OSU plans weekly COVID-19 sewer testing in Bend for next 2 1/2 years
Part of expanded statewide surveillance project; one focus: OSU-Cascades
CORVALLIS, Ore. – Oregon State University has received a $1.2 million grant from the Oregon Health Authority to expand its Coronavirus Sewer Surveillance project throughout Oregon to comb community wastewater systems for genetic evidence of the virus that causes COVID-19.
The research team led by Tyler Radniecki and Christine Kelly of the OSU College of Engineering will sample and analyze sewage weekly from 43 treatment plants around Oregon for the next 30 months – every plant outside of the Portland metro area that serves at least 6,000 people.
The project expansion builds on surveillance work the scientists have already done in Oregon cities including Bend, Newport, Hermiston and Boardman as part of OSU’s TRACE-COVID-19 study.
Radniecki and Kelly’s team has also tested wastewater in Corvallis and Washington County, where the work began with the collaboration of OSU professor emeritus Ken Williamson, research and innovation director for Clean Water Services, a regional agency that serves communities including Hillsboro, Beaverton, Tigard, Tualatin and Sherwood.
Sewer surveillance researchers took multiple samples in Bend, home of OSU-Cascades, over a two-week period in late May and early June and found them to be largely free of SARS-CoV-2 genetic material. When testing in Bend resumed July 23, “we started to see positive signals of the virus,” Radniecki said.
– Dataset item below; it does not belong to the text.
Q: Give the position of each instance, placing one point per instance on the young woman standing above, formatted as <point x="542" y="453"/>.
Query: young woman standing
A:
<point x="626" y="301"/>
“The signals were moderate, but definitely present and higher than what we had seen in early June.”
Bend, he noted, is one of the cities funded by the OHA for weekly testing over the next 2 1/2 years.
During fall term at OSU, the researchers will sample wastewater from the university’s campuses in Corvallis and Bend, and at the Hatfield Marine Science Center in Newport, focusing on sewage from university-owned student housing and other buildings.
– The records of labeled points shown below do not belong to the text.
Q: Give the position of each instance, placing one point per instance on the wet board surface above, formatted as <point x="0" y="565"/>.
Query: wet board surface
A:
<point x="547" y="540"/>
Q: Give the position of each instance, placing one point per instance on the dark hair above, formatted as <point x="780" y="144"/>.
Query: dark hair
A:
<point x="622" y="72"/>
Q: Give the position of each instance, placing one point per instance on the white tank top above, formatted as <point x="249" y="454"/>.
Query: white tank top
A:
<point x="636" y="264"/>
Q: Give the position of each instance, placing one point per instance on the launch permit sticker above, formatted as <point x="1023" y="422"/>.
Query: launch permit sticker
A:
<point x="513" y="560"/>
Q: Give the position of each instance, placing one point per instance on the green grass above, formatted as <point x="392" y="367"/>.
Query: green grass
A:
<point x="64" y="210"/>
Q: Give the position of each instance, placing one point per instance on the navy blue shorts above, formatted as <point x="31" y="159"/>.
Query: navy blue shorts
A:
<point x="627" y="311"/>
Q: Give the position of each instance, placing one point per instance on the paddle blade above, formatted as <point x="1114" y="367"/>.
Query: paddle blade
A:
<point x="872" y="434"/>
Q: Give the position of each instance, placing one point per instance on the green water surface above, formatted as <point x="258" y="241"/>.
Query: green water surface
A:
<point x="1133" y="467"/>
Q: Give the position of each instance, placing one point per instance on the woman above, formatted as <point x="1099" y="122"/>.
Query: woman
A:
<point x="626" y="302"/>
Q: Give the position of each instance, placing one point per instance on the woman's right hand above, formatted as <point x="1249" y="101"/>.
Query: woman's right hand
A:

“The goal there is to identify hotspots within the university community for follow-up testing and to provide a general sense of the trends of the virus at the university locations,” Radniecki said.
In Newport, home of OSU’s Hatfield Marine Science Center and the community that saw a June outbreak at a fish processing plant, researchers have been taking sewage samples three times a week for the past two and a half months. Viral signals peaked on June 19.
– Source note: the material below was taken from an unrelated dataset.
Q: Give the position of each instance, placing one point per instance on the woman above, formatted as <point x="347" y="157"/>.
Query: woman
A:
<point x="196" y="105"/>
“But the good news is they have been trending downward ever since June 19, and I’d say now they are at a moderate level,” Radniecki said. “There was a spike on July 30 but they have since dropped back down. They’re going in the right direction, and that’s good to see.”
In early July, also in response to a regional outbreak, the sewer surveillance team studied wastewater samples in Hermiston in Umatilla County and Boardman in Morrow County.
“Both had extremely high viral counts in their wastewater,” Radniecki said. “We did each city twice, with a two-week gap, and the signal remained high and did not decrease significantly over that time, indicating strong prevalence of COVID-19 in the communities. Additionally, in Hermiston and Boardman we detected strong viral signals throughout the communities, whereas in Newport it was more pockets of strong viral signal.”
Hermiston is one of six northeastern Oregon cities that will receive weekly monitoring under the OHA grant; the others are Pendleton, Umatilla, Baker, La Grande and Ontario.
The Coronavirus Sewer Surveillance work in Washington County will continue under a separate grant from the National Science Foundation, Radniecki said.